The paper analyses the Aleutian folklore about the transformation of people into sea otters: its probable initial plot versions, transformation of structural their elements for the last 200 years and the reasons. Many folklore plots recorded on the Aleutian and Commander Islands were eventually lost. Others kept up the main plot but underwent structural changes. In our case, only the main motif and the final remained invariable: a girl or a woman and a man or several men jumped to the sea and turned into sea otters. Some researchers regarded such transformation as a legend about the origin of sea otters. But this conclusion is not obvious.
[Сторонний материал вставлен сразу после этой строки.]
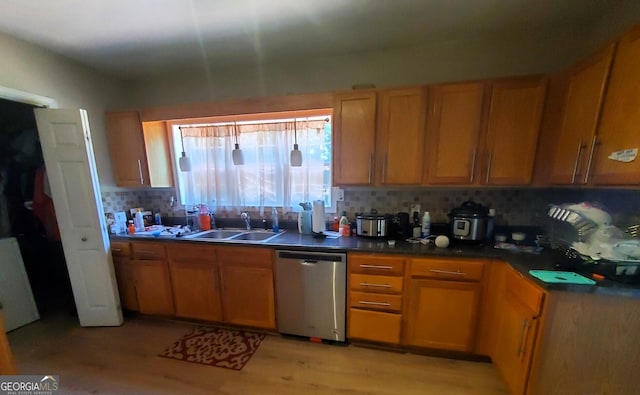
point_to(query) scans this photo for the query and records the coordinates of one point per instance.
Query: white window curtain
(266, 178)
Five main versions of the plot were collected: an unnamed legend by I. Veniaminov (1840), a translation by W. Jochelson of the Aleutian text “Aatluung” (was recorded in 1909), a literary adaptation of “The Legend about Immortal Love” by E. Zubkova (1966), “Ogolguzah — water people” in retelling by N. Beklemishev (1884) and a modern tale with Aleutian motifs “The Inseparable Onga and Slah” by R. V. Rudin (2017). The vague legend about a gray-haired leader of sea otters is kept separately. In the author’s opinion, I. Veniaminov’s version with the incestuous theme does not fit well with Aleut perception of the reality because the transformation into animals was not considered as punishment in the Aleut folklore. In the analyzed texts the topic of incest looks differently than in Eskimo or Tlingit legends. In W. Jochelson’s variant it is more like a hyperbole. In N. Beklemishev’s retelling it is completely absent. In all cases, the choice of a sea otter as an object of reincarnation was not random — the social behavior of this animal resembles the human one in many aspects. In the twentieth century, the psychoemotional connection between a man and a sea otter began to fade. The “red line” on Commanders lay in 1924 — the year of prohibition on hunting for these animals. The rupture of relations “hunter — prey” led to a number of negative consequences such as depression and refusal to create new storylines.